Germain, the son of a general in France's colonial army, was in his late teens when he fled to Britain after France's capitulation where he joined up with de Gaulle who was organising resistance to the German occupation.
He went on to fight in key battles at Bir-Hakeim in Libya, at El Alamein in Egypt and in Tunisia, as well as in the invasion of German-occupied France in 1944 which liberated the country.

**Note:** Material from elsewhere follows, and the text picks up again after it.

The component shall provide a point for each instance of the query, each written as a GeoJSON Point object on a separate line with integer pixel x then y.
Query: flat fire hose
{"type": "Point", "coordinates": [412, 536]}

The Paris-born fighter was one of 1,038 people decorated with the Order of the Liberation for their heroism by de Gaulle, who would go on to become president of France and is the founder of the current constitution.
- Tears and symbolism -
Germain, who became an MP and minister, was buried in a special crypt reserved for Resistance fighters at Mont Valerien, a former fortress west of Paris where German troops used to execute opponents.
Standing alone as a chorus sang the Marseillaise and the coffin was brought towards him, Macron could be seen with his eyes full of tears which he dabbed with a white tissue.
He then laid a Cross of Lorraine, the symbol of the resistance, fashioned out of wood from Notre-Dame cathedral on his coffin, in accordance with Germain's wishes.
France holds a ceremony ever year at the Arc de Triomphe on Armistice Day, a public holiday to mark the armistice signed to end World War I.
Harris' presence at the event is seen as a symbol of the historic strength of France-US relations after a bruising row caused by a cancelled submarine contract.